Meine Damen und Herren, dritte Bemerkung: Der Finanzminister unseres Landes hat ausweislich der Landtagsdrucksache 12/3594 vom 16. Dezember 1998, also bereits vor über einem Jahr, auf einen Antrag der Grünen geantwortet:

Das Finanzministerium hat die Prüfungsberichte der Unternehmen, an denen das Land mit mindestens 50 % beteiligt ist oder war, für die 10., 11. und 12. Legislaturperiode ausgewertet. Anhaltspunkte für Parteispenden ergeben sich daraus nicht. Weiter gehende Informationen über etwaige Parteispenden von Unternehmen mit einer Landesbeteiligung von mindestens 50 % liegen der Landesregierung nicht vor.

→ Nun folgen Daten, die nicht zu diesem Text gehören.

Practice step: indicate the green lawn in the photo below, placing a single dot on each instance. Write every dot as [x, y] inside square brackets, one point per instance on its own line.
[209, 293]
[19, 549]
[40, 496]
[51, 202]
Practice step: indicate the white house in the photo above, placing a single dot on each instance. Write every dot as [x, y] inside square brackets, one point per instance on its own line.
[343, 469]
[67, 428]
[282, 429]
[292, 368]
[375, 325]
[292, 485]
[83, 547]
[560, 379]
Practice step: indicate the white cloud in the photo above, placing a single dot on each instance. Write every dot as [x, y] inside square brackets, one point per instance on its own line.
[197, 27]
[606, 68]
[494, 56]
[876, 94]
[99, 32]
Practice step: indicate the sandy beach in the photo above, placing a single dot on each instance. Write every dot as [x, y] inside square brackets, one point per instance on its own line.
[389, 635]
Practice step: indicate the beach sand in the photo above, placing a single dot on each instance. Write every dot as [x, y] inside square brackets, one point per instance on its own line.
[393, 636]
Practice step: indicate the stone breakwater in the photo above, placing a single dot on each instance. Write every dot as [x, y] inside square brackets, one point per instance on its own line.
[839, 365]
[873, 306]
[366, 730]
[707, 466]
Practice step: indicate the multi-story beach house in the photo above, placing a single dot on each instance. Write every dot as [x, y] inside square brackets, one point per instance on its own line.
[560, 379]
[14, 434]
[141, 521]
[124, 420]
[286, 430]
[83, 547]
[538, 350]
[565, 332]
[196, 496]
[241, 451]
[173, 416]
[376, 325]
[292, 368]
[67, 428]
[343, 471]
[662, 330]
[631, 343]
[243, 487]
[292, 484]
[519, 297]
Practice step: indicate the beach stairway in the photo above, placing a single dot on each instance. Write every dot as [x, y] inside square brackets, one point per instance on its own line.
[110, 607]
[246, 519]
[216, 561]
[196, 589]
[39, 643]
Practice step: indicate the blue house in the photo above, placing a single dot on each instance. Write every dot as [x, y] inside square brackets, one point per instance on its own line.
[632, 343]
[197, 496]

Ich halte hier zu den landesbeteiligten Banken fest: Im Unterschied zur Praxis in anderen Ländern hat die CDU Baden-Württembergs keine Mark von der alten Landeskreditbank bekommen. Wir haben keine Mark von der neuen Landeskreditbank bekommen. Die CDU Baden-Württembergs hat keine Mark von der neuen Landesbank BadenWürttemberg bekommen. Die CDU Baden-Württembergs hat keine Mark von der früheren SüdwestLB bekommen. Die CDU Baden-Württembergs hat keine Mark von der früheren LG bekommen – obwohl dies alles rechtlich zulässig wäre. Sie aber haben Spenden von landesbeteiligten Banken in Nordrhein-Westfalen noch im Dezember des letzten Jahres angenommen, in Bayern und auch in anderen Bundesländern und halten dies selbstverständlich für rechtens und denken nicht an eine Rückzahlung.

(Abg. Pfister FDP/DVP: Hoppla!)

Fordern Sie doch hier im Landtag, Herr Maurer,

(Abg. Haas CDU: Wer ist das? Ist er noch Mit- glied?)

(Ministerpräsident Teufel)

und im Bundesvorstand der SPD, dessen Mitglied Sie sind, Ihre Parteifreunde in Nordrhein-Westfalen auf, Spenden der WestLB und aller anderen landesbeteiligten Unternehmen in Nordrhein-Westfalen zurückzuzahlen. Fordern Sie doch hier im Landtag und im Bundesvorstand der SPD Ihre Parteifreunde in Bayern auf, die Spenden der Bayerischen Landesbank und aller anderen landesbeteiligten Unternehmen in Bayern zurückzuzahlen. Fordern Sie doch Ihre Parteifreunde in Niedersachsen auf, die Spenden von den landesbeteiligten Unternehmen Niedersachsens – es gibt dort ein besonders großes – zurückzuzahlen.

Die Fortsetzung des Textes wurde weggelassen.